DIDÁTICA NO ENSINO SUPERIOR – DA RELAÇÃO COM O SABER


Jaqueline Alves de Lira1, Cláudio de Moraes Delgado2

Introdução
Este artigo insere-se na área de formação de professores e tem como objetivo discutir saberes necessários para o
exercício da docência no ensino superior. Resulta do exercício reflexivo e analítico no curso de Didática do Ensino
Superior elaborado e ofertado no Núcleo de Formação de Professor e Prática Pedagógica do Centro de Educação da
Universidade Federal de Pernambuco. Em um contexto de busca por conhecimentos a respeito das especificidades do
trabalho docente e partindo do pensamento de diversos estudiosos e pesquisadores que investigam os processos de
ensino e aprendizagem, procuramos trilhar um caminho que possibilitasse a construção de novos significados para a
formação de professores e para a docência universitária.

Material e métodos
A busca por compreensão do fenômeno da prática docente culminou em uma investigação de experiências de ensino a
partir da observação da prática docente em sala de aula. Em duas instituições de ensino, um instituto federal de
educação e uma autarquia de ensino superior, acompanhamos durante uma semana as aulas no curso de Licenciatura em
Geografia e no curso de Direito, também foram realizadas entrevistas com os docentes e discentes destas instituições.
Foram analisadas a forma de organização do trabalho docente em sala de aula e o tipo de abordagem utilizado na
relação entre teoria e prática. Os instrumentos de coleta de informação utilizados foram à observação em sala de aula,
instrumento da pesquisa qualitativa que possibilita um contato direto com a realidade e o fenômeno investigado, e a
entrevista semi-estruturada que, de acordo com TRIVIÑOS (1987, p. 152) além da descrição dos fenômenos sociais,
também permite sua explicação e a compreensão nos vários aspectos de sua totalidade, além de contribuir para emergir
informações de forma espontânea.
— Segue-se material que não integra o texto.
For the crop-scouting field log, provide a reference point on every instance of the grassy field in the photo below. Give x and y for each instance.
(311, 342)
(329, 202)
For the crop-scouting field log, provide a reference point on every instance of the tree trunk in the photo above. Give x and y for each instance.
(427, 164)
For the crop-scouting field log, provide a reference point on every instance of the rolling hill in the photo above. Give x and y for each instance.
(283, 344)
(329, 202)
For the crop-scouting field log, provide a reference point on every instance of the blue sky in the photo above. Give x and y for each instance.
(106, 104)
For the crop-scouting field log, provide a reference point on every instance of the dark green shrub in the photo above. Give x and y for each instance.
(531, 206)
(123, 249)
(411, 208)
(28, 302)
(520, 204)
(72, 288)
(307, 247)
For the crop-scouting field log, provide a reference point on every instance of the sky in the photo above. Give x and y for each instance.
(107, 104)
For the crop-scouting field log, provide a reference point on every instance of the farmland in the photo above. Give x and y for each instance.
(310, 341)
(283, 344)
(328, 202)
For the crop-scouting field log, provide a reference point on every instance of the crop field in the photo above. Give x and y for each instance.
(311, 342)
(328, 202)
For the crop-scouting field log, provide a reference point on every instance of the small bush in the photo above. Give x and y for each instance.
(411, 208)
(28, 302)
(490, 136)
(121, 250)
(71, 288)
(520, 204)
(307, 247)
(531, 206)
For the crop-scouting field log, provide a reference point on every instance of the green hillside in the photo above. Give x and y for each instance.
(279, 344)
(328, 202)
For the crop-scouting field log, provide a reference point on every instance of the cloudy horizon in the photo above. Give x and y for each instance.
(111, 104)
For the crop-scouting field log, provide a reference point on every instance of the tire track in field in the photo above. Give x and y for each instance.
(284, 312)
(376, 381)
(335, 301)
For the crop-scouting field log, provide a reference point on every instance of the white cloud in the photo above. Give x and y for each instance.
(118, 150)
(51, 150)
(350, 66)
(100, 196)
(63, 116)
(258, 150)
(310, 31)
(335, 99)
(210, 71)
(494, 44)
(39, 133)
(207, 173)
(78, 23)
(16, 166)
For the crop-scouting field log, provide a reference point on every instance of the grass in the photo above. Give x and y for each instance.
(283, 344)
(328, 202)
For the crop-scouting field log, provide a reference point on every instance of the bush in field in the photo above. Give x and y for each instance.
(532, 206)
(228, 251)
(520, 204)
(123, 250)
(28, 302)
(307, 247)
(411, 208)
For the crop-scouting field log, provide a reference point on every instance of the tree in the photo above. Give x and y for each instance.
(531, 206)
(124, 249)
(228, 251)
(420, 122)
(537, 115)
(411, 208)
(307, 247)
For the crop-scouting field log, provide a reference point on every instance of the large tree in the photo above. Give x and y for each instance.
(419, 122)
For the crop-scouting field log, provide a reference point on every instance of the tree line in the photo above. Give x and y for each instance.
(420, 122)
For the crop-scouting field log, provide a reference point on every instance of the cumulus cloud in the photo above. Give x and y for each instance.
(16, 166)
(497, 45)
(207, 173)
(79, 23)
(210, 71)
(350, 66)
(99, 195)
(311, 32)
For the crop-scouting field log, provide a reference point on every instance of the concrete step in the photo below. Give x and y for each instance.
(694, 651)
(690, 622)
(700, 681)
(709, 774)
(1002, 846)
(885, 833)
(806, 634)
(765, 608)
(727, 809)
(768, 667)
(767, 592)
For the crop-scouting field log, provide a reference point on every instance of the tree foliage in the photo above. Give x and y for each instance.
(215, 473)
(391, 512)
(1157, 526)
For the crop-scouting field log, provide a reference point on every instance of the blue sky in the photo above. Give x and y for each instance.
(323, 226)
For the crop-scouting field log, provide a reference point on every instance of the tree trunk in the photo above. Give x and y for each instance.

Para análise dos dados coletados foi utilizado como referência à relação com o saber
expressa na obra do pesquisador francês Bernard Charlot (2000) além de outros autores que tratam da questão.
Como anunciado acima, a análise da organização do trabalho docente em sala de aula, teve como parâmetro as ideias
de Bernard Charlot (2000). Segundo esse autor, a lógica da aprendizagem repousa na tríade significado-mobilização-
atividade. Para ter significado, ou seja, fazer sentido o enunciado deve dizer algo sobre o mundo, ser do interesse do
indivíduo e produzir inteligibilidade, podendo ser posto em relação com outros objetos de saber correlatos num sistema.
O saber deve fazer sentido em si, caso contrário, a apropriação do saber é frágil, pois o aluno aprenderá para evitar uma
nota baixa, para passar de ano, para obter um diploma com o fim de ter uma profissão. Contraditoriamente, essa
perspectiva não levará, provavelmente, à qualificação necessária ao sucesso profissional pretendido.
Nesse sentido, o primeiro elemento observado foi, portanto, se no momento inicial a aula contemplava a proposição
de um problema significativo para o aluno, cuja solução ou abordagem seria a meta da própria aula. Cabendo ao
professor formular, adequadamente, a questão de interesse, enfatizando, desde o início a relação entre teoria e prática.
Percebendo a questão como importante os alunos se mobilizariam para a sua solução, contemplando assim a
Mobilização que é a fase que consiste em por recursos em movimento, reunir forças para fazer uso de si próprio como
recurso, motivando o sujeito em direção a uma abertura para a atividade cognitiva. O segundo ponto é, então, verificar
se ocorreu efetivamente a mobilização da turma, isto pode ser percebido pelo nível de atenção dispensada, a existência
ou não de conversas paralelas, perguntas formuladas pertinentes ao conteúdo proposto.
A ação didática do professor, seja a exposição do tema, seja a proposição de um estudo em grupo etc., deve provocar
a atividade no aluno. Atividade é entendida como o conjunto das ações que o aluno empreende visando à apropriação do
saber (o conteúdo proposto). Quando o aluno é exposto às ideias e/ou ferramentas capazes de fazer face ao problema
levantado, inicia-se uma atividade com o fim de apreendê-las. A abordagem deve levar o sujeito a se instalar na relação
com o mundo que a constituição do saber em questão supõe. Por exemplo, para se introduzir a álgebra o aluno deveria
saber resolver o problema por aritmética. As regras da álgebra são a formalização dos procedimentos mentais que
levam à solução do problema. Caso não ocorra essa conexão a matemática passa a ser vista como mágica ou sem
sentido. Em outras palavras, o processo que leva a adotar uma relação de saber com o mundo deve ser priorizado em
relação à conclusão final.
Outro aspecto levado em consideração na observação foi o método utilizado para engajamento dos alunos no
processo de apropriação do saber-objeto proposto. Segundo Charlot (2000), idealmente, o professor aponta os caminhos
evitando apresentar de imediato à solução pronta para que o discente construa o conhecimento no processo de

1
Primeiro Autor é Coordenadora do Polo de Apoio Presencial da Universidade Aberta do Brasil em Santa Cruz do Capibaribe. Secretaria
Estadual de Educação. Av. Afonso Olindense, 1513 | Várzea | Recife-PE. CEP: 50.810-000. Analista Judiciária Pedagoga. Tribunal de Justiça de
Pernambuco, Praça da República, S/N - Santo Antônio - CEP: 50010-040 E-mail: jaquelinealira@gmail.com
2
Segundo Autor é Professor do Departamento de Matemática, Instituto Federal de Educação, Ciência e Tecnologia. Av. Prof Luiz Freire, 500,
Cidade Universitária - Recife/PE - CEP: 50740-540.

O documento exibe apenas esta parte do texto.